Coño… que el viejo muriera humilde y digno como vivió toda su vida, eso lo podía aceptar… pero que la única herencia que nos legara fuera aquella bizquera… eso ya era harina de otro costal.
El caso es que esa bizquera no afectó ni mucho ni poco la alegría que Patricia trajo con ella bajo el brazo, también por la certeza y la tranquilidad de que había nacido en esta isla, tan maravillosa y única como su cielo tan libre y azul.
Lo jodido a partir de ahí fue la tanda de consultas médicas, que la mayoría corrieron a cuenta de su mamá, y el imposible de pretender que una bebé de meses haga ejercicios con un ojo teniendo el otro tapado. Inténtelo.
Pero hay gente cabezona en esta vida. Yo soy uno de ellos. Otra más cabezona es la mamá de Patricia, que le colocaba los parches oftalmológicos que le entregaron en el hospital, y se jamaba una hora por día en aquello.
Y los servicios de salud en Cuba son gratuitos, sí, pero cuestan. En nuestro caso lo más costoso, lo más difícil, fue entrar a aquel lobby del tercer piso del hospital oftalmológico para enfrentar la multitud de padres con sus hijos allí aglomerados.
Nunca imaginé que hubiera tantos niños con problemas semejantes, y los más eran los peores, que llevaban años de tratamiento, de varias operaciones correctivas, de mucha perseverancia médica y familiar.
Cada consulta representaba dos, tres, a veces más horas de espera, hasta entrar al cubículo de la Doctora Tessi, quien seguramente al graduarse de médico hizo el Servicio Social en un Central Azucarero, porque más dulce no podía ser. Y profesional, y segura de sí.
En enero llegó el gran momento. Patricia debía llegar al hospital en ayunas, subir a solas con su mamá en aquel elevador que esa mañana se me antojó más frío y más gris, y enfrentar la terrible lotería de la anestesia general para su operación. Tiempo estimado: veinticinco minutos.

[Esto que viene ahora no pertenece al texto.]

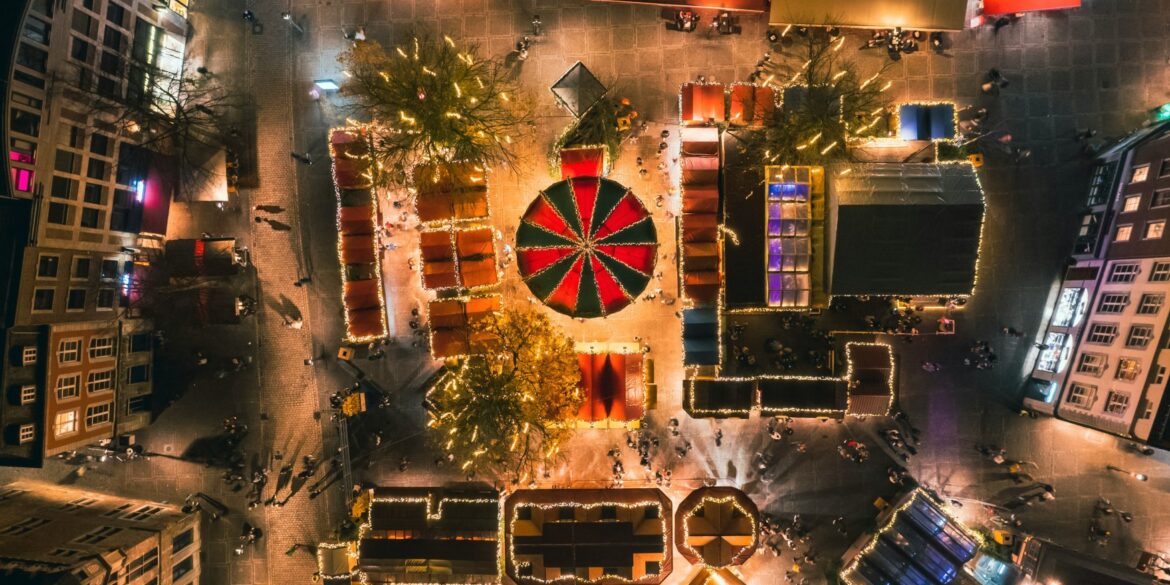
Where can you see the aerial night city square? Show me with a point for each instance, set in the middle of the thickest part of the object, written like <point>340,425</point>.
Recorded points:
<point>585,291</point>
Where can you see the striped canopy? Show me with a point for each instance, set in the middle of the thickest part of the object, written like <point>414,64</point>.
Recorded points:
<point>586,247</point>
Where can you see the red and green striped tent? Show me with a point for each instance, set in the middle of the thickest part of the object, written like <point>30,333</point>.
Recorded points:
<point>586,247</point>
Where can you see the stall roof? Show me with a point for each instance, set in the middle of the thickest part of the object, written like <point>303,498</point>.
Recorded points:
<point>908,14</point>
<point>1014,6</point>
<point>904,229</point>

En veinticinco minutos, si su hija de poco más de un año está bajo el bisturí de un cirujano, usted puede hacer muchas cosas. Por ejemplo: levantarse de su silla en la sala de espera y bajar los cinco pisos por las escaleras y cruzar a la acera de enfrente a tomarse eso que los vendedores por cuenta propia anuncian como café, fumarse allí mismo un cigarro y luego subir de nuevo, saltándose los escalones de dos en dos, y preguntar si la operación aun no terminó. De hecho, puede hacer eso mismo siete veces seguidas.
Finalmente se abrió la puerta del elevador, y allí apareció la mamá de Patricia, llevando a la pequeña en sus brazos. Los ojitos de Patricia, lo primero que busqué, húmedos, inflamaditos, y mirándome recto, muy recto, como nunca antes me miró.

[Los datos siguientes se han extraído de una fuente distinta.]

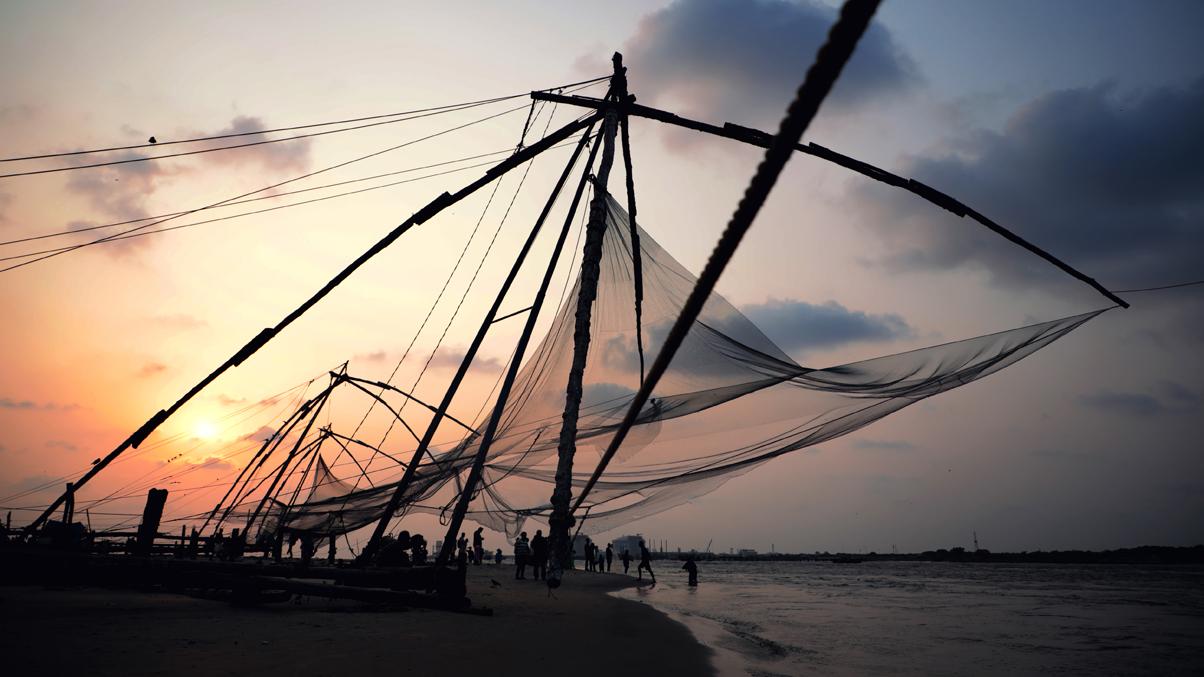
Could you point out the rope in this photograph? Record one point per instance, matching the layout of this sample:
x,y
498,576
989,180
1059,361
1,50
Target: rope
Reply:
x,y
432,110
842,40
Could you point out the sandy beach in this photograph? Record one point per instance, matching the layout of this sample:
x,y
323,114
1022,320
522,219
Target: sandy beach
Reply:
x,y
583,630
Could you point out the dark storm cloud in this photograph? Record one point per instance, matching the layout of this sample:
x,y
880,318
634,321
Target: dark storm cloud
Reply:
x,y
1113,183
1168,396
885,445
797,325
742,60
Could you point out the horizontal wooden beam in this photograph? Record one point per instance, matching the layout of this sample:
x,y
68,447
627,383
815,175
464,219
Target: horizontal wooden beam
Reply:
x,y
762,139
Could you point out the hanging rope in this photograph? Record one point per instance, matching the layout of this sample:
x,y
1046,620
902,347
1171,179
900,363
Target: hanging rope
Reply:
x,y
832,57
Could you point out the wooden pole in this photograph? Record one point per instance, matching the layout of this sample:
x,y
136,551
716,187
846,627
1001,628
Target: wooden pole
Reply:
x,y
763,140
69,505
151,516
261,339
470,354
503,393
271,488
561,519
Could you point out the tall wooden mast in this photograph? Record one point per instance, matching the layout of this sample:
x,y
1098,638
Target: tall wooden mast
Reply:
x,y
561,519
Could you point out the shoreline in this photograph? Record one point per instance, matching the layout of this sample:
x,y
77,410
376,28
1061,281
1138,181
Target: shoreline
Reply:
x,y
583,629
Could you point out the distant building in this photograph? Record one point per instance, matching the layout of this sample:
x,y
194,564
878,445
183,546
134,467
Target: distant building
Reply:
x,y
630,542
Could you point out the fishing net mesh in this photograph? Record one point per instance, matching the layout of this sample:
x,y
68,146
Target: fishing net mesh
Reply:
x,y
730,401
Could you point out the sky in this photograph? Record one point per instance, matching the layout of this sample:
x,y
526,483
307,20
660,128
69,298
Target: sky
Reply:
x,y
1076,124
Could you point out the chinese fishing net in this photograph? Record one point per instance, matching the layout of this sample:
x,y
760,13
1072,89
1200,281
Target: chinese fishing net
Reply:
x,y
731,401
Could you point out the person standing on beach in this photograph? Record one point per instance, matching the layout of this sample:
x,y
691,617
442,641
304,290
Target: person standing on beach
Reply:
x,y
691,567
521,552
645,561
539,555
462,547
478,545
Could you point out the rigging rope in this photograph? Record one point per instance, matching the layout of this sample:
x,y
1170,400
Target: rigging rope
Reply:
x,y
843,39
446,107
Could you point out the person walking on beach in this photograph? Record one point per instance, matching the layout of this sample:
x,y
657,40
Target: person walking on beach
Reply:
x,y
645,561
478,545
521,552
691,567
462,547
539,555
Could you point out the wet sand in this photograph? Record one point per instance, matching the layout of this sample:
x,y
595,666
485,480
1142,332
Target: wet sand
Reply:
x,y
580,631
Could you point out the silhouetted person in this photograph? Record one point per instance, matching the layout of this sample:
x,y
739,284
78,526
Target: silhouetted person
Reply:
x,y
691,567
307,548
521,552
539,555
645,561
478,545
418,548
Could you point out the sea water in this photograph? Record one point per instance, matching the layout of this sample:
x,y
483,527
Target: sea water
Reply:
x,y
766,618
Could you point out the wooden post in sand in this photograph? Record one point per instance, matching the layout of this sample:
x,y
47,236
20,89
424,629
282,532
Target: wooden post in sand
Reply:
x,y
561,519
69,505
151,516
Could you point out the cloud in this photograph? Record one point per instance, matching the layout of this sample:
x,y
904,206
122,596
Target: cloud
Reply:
x,y
1110,182
29,405
118,193
1179,393
885,445
261,435
1058,454
1132,404
177,322
742,60
450,358
288,155
152,369
121,192
373,357
797,325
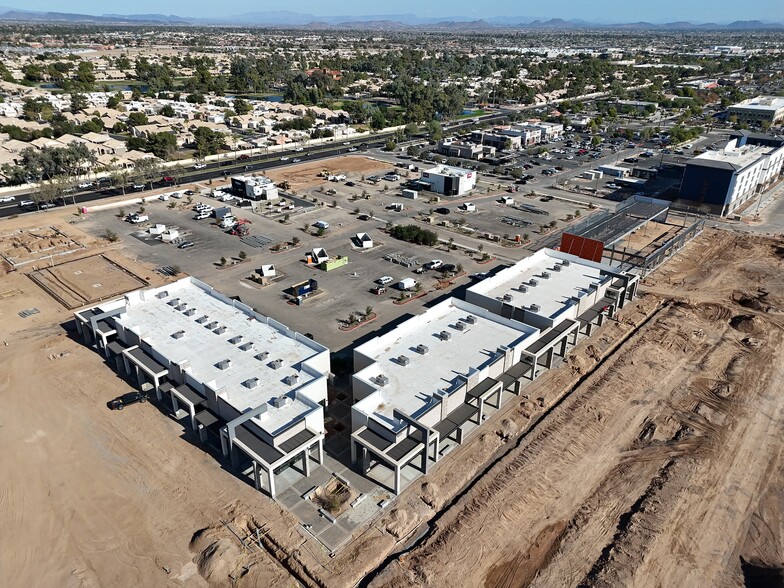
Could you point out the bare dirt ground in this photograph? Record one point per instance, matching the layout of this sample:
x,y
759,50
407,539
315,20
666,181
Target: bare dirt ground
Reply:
x,y
305,175
651,473
653,458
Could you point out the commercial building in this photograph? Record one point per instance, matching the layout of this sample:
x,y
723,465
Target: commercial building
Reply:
x,y
448,180
452,148
420,387
555,292
759,110
500,140
724,180
254,187
241,380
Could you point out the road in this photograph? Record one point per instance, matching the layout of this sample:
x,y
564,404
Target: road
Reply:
x,y
253,163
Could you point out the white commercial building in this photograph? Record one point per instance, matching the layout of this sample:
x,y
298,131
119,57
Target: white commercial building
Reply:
x,y
724,180
448,180
236,377
254,187
419,386
759,110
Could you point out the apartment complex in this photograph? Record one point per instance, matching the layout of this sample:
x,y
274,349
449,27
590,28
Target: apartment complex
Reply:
x,y
724,180
240,380
419,389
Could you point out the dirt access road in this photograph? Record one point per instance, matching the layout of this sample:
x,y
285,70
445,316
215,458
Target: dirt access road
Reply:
x,y
651,472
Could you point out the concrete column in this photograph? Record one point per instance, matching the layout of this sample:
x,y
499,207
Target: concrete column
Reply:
x,y
224,444
271,481
256,475
306,462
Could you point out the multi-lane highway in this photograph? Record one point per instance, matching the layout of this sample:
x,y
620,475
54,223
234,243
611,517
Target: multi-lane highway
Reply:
x,y
249,163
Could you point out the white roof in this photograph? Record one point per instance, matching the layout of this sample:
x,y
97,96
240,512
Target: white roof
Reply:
x,y
155,320
411,387
550,294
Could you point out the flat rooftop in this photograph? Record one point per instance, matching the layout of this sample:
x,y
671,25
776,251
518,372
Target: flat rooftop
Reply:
x,y
551,294
762,103
448,170
217,331
736,157
411,387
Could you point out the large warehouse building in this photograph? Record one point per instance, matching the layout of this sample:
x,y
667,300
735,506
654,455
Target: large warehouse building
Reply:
x,y
724,180
238,378
448,180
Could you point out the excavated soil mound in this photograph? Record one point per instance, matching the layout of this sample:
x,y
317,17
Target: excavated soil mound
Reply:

Un mes después, en la consulta del postoperatorio donde definitivamente le darían el alta, la Doctora Tessi (que no lo dije antes, pero fue ella misma la cirujana que puso en su lugar los ojitos de mi bebé) confirmó que todo estaba bien.
Y si alguien leyó todo esto esperando que en algún momento yo me bajara con la muela bizca de que solo en Cuba es posible acceder a tanta felicidad de manera gratuita, se va a coger el culo con la puerta.

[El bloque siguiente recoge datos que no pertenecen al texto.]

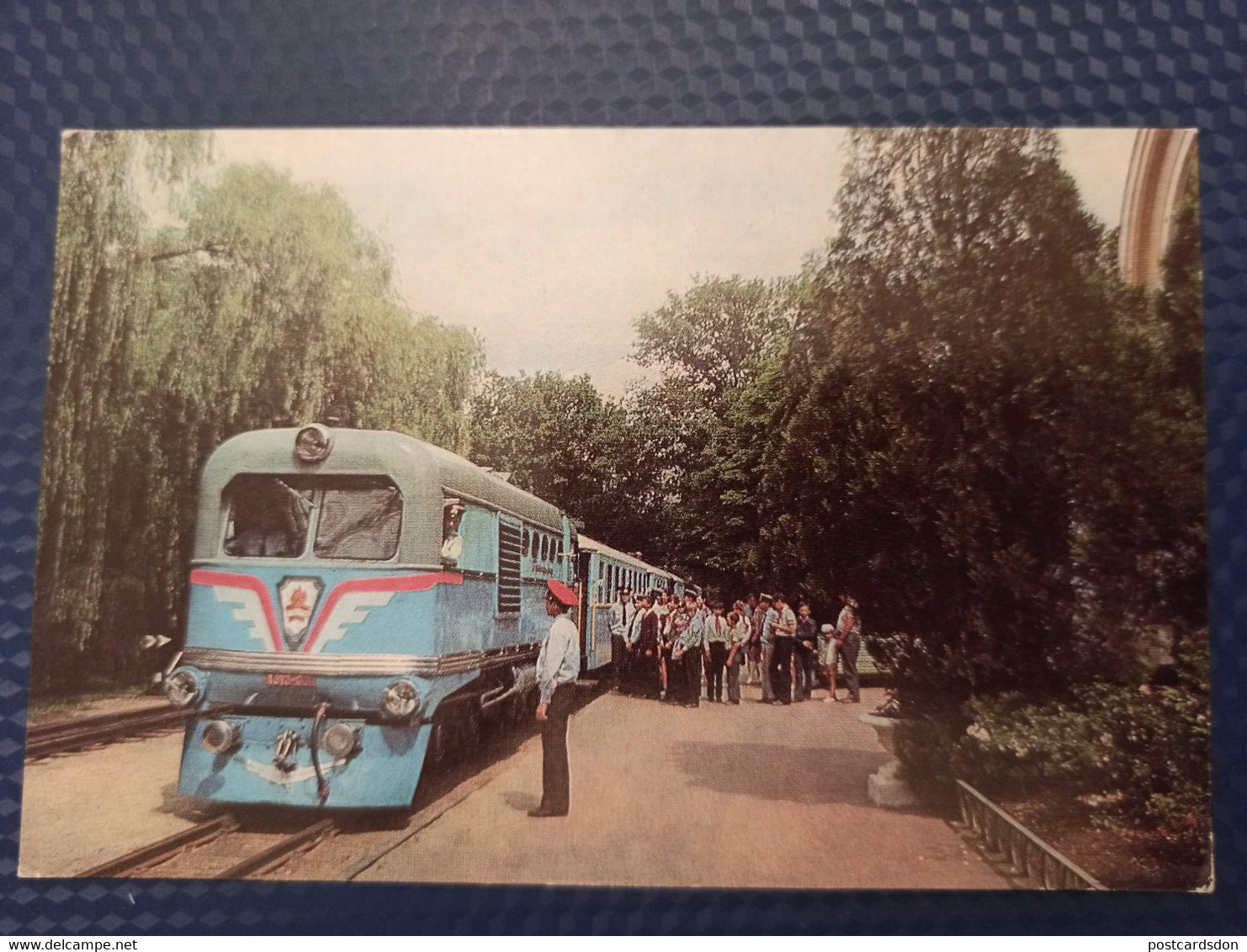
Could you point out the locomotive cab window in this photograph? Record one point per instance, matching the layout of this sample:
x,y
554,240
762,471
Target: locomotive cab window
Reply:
x,y
347,517
266,517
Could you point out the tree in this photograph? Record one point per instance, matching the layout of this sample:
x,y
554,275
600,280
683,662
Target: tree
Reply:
x,y
709,346
563,442
957,356
103,287
266,304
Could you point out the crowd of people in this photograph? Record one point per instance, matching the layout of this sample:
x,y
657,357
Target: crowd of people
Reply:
x,y
666,647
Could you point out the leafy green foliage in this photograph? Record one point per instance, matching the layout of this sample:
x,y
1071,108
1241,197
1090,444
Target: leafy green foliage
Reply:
x,y
563,442
1138,754
264,304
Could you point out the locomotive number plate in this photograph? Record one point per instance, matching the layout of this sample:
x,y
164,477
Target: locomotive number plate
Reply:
x,y
291,680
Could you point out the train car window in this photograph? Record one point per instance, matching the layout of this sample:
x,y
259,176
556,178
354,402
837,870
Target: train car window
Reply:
x,y
266,516
359,519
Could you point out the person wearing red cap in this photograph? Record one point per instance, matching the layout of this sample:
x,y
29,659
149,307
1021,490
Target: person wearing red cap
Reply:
x,y
558,668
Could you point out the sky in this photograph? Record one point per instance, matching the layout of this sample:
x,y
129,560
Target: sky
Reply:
x,y
550,243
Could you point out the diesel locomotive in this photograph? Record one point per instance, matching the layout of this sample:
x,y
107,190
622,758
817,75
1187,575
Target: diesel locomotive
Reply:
x,y
362,602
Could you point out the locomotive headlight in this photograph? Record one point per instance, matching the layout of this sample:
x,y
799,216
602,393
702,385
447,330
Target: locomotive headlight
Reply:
x,y
312,444
183,688
221,737
399,699
341,740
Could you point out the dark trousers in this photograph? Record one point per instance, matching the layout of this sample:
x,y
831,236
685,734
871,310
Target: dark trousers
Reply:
x,y
646,673
618,661
714,672
848,657
734,680
691,664
555,770
781,670
804,665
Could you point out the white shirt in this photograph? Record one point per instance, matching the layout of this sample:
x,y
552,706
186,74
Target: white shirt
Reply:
x,y
559,661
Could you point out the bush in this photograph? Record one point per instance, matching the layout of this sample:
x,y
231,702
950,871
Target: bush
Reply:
x,y
1138,754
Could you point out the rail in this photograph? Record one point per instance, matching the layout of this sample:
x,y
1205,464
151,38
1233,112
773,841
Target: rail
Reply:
x,y
65,735
1024,850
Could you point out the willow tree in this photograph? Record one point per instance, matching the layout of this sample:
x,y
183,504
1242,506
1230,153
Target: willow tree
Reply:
x,y
103,288
266,304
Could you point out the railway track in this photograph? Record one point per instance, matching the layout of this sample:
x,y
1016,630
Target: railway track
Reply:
x,y
219,849
65,735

Lo que es yo, jamás me preocupé de averiguar cuánto costarían en otro país las consultas especializadas, los procederes médicos, el material quirúrgico, el equipamiento de alta tecnología con que está equipado aquel hospital. Bastante preocupación tenía ya, y esa era suficiente, con saber que una demora en iniciar ese proceso podría representar la perdida de importantes funciones en la visión de Patricia. No estaba en juego solo su apariencia externa, sino su modo de apreciar la realidad, su desempeño cognitivo y su desarrollo psicológico armónico y pleno.
Así que a mí, de cuánto costó aquello, ni me hablen.
Porque además, lo más probable es que si alguien pone delante de mis ojos una factura con los costos totales de ponerle a Patricia los ojitos en su lugar, entonces, seguramente, quien se quedará bizco soy yo.